The painting was framed, so the cops arrested it.
What painting is terrible at ever being happy? The Moaning Lisa.
The artist painted himself into a corner, leading to his death.
The painter loved to paint because he was drawn to art.
Once I tried to paint the sky but I blue it.
Why was the painter upset when his doctor bought all of his paintings? The doctor thought the paintings would go up in value after his death.
What do you call a painting by a cat of herself? A self paw-trait.
Why did the artist use the bathroom? Because she was consta-painted.
They say that she only paints night scenes. Other artists really pale by comparison.
Where does a cow hang his best paintings? In a moo-seum, of course.
I told the artist that his painting was terrible. I think he got the picture.
Why does everyone paint Easter Eggs? Because it is a lot easier than wallpapering them.
What did one paint say to another when they got in an argument? Don't use that tone with me.
Why was the museum curator so good at judging paintings and sculptures? He was talented at art official intelligence.
What do you call an artist without a palette?

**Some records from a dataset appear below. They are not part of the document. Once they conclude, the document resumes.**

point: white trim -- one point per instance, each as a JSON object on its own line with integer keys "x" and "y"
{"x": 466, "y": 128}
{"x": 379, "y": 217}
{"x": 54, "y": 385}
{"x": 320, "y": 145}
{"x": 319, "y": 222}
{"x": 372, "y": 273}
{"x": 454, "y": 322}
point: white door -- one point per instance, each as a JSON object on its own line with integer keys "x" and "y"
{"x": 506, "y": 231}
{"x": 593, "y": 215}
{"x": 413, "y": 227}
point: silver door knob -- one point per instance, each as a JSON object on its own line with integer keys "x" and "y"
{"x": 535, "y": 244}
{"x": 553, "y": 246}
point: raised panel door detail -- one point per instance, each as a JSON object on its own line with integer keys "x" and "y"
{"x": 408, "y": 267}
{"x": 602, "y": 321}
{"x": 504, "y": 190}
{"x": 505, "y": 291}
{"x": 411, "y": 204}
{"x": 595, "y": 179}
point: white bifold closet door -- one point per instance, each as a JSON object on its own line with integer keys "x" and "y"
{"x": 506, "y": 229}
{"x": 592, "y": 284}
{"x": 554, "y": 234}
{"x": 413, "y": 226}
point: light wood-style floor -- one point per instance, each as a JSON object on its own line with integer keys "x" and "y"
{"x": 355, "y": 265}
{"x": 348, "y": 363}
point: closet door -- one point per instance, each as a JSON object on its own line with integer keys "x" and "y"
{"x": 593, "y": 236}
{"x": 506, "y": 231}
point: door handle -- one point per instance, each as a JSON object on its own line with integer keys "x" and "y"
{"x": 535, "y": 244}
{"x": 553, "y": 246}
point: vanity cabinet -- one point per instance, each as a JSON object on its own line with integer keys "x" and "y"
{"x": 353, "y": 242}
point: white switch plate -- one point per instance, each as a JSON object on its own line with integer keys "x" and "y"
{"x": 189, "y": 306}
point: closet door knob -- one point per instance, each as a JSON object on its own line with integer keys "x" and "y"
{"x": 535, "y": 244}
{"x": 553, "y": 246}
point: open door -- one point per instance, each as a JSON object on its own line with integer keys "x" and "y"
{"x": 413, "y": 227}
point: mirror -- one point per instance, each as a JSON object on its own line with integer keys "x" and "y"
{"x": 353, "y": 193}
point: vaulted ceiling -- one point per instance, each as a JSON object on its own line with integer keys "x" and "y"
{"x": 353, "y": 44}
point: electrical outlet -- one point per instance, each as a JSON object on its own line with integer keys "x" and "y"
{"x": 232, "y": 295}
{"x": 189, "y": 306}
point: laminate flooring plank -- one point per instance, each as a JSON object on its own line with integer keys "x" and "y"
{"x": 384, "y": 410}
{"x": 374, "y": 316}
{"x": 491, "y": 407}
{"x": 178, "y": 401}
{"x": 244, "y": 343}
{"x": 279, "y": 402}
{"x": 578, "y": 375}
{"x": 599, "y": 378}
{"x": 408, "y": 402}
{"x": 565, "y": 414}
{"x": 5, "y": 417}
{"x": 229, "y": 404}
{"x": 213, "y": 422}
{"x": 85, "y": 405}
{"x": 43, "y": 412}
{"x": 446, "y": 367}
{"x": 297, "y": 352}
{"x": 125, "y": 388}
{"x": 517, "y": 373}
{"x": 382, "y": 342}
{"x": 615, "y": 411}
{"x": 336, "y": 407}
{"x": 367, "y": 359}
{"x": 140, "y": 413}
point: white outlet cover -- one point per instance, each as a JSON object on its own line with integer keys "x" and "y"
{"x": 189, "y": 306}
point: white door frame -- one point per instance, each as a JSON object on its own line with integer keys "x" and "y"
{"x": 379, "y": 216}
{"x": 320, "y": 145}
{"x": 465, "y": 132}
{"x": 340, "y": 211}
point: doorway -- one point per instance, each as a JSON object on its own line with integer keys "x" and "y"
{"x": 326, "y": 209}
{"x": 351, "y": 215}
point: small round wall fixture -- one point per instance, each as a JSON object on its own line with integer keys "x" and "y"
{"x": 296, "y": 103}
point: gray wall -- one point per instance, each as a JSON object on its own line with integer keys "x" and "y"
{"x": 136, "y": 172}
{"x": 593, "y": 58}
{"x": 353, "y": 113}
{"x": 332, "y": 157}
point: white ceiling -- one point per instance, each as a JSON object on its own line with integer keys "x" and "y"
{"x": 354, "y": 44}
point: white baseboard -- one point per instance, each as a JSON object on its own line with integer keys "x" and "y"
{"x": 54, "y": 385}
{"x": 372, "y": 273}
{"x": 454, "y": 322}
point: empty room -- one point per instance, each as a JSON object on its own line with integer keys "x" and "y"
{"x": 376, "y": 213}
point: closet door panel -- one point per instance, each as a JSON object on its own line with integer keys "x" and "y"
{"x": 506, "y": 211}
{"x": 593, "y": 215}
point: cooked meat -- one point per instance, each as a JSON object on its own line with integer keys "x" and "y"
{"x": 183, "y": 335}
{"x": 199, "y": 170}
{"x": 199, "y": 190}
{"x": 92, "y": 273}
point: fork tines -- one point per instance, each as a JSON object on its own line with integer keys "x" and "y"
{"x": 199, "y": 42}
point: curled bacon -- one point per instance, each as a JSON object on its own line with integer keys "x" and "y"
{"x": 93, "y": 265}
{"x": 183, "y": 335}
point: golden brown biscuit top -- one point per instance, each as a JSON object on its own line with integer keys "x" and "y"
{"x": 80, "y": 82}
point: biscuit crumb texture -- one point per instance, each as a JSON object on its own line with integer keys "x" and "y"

Someone who makes paintings without taste.
Who do you call a pig who can paint like a great artist? Pablo PIGcaso.
Why did the bald man decide to paint a bunch of rabbits on his head? He thought that they could look like hares from a distance.
I knew a guy who gave away his art but he only seemed to paint ducks with incomplete faces.
I asked about it once and he said "I like to bill them later."